The great interest of the Bulgarian Army in the role of field fortification is clearly shown by a series of texts on this subject, published after the Russo-Japanese War, the most detailed among them being Field fortification, seven books written by may. Simeon Dobrevskij in 1906 1909, and Handbook on military engineer works in field, published by may. Rusi Ludogorov in 1909.

 

However the most important acquisition for Bulgarian Army was the cult of bayonet attack that would make famous Bulgarian infantry during Balkan Wars, but caused also many casualties. The experiences of the Russo-Japanese War were also very instructive in tactical use of artillery. The Bulgarian General Staff issued new instructions in 1905-1909 for field and fortress artillery that incorporated some lessons taken from the Russo-Japanese War.

First, instead of taking open positions and shooting directly towards the target, field artillery had to take deep masked positions which already had special and improved means for fire towards the target. This was of great importance because of the irregular topography of much of the Balkan Peninsula, and especially of the Bulgarian borders with Serbia and Turkey. Besides the experience of Manchuria also demonstrated to the Bulgarians that angle measurement required a new method of firing, firing from covered positions.

 

Another important lesson was the demonstration that siege artillery could be used not only against fortress and fortified positions, but also against field positions. For this purpose Bulgarian Army began to buy heavy artillery. Before the Russo-Japanese War, the Bulgarian Army had acquired only 30 120mm Krupp howitzers, received about 1903. They were mobile and were distributed for war in five batteries assigned to first line troops. However at first they were attached to the fortress artillery and not to field artillery. Another 24 150mm Schneider howitzers were received in 1904. But in order to increase their rate of fire, in 1907 some accessories were ordered. They too were attached to fortress artillery. In order to provide field army with a modern mobile heavy howitzer, Bulgarian General Staff in 1907 ordered 36 120mm Schneider quick-firing howitzers. They were formed into 9 batteries of 4 guns and 12 ammunition wagons and were attached to field artillery. Every Army Inspectorate received a division composed by three batteries. In wartime they should support field army, especially in order to destroy enemy batteries with indirect fire. Nevertheless in 1912 Bulgarian Army too few howitzers and fortress artillery was too little in quantity and outdated (although in 1912 it was planned to buy 360 fortress guns).

 

From 1904 Bulgarian Artillery began to buy quick-firing guns. Taking into account the broken terrain of great part of its future theatre of war, the Bulgarian General Staff paid great attention to mountain artillery. After having bought 56 75mm Krupp quick firing guns, it ordered another 36 more modern Schneider quick-firing guns of the same caliber. In October 1912, At the beginning of the War against Turkey, Bulgarian Army had 23 batteries of modern pack artillery, more that twice the number of the batteries owned by Serbian (9) or Greek (8) Army.
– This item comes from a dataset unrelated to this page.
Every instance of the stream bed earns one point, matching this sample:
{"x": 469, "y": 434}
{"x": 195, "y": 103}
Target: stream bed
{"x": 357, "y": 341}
Balkan Wars, fought mainly in the hills and mountains of Thrace and Macedonia proved the usefulness and the power of the fire of pack artillery.

 

One idea stemming from the Russo-Japanese War ignored by Bulgarian army was the efficient use of cavalry. In fact during the war the Japaneses failed to use their cavalry to harass the disorganized retreat of their enemy. They especially failed to utilize the cavalry as a source of firepower. The admiration for the Japanese Army and the progressive adoption of its tactics may explain why Bulgarian Army did not provide its cavalry with artillery. This was a great weakness for the Cavalry Division during the war against Turkey.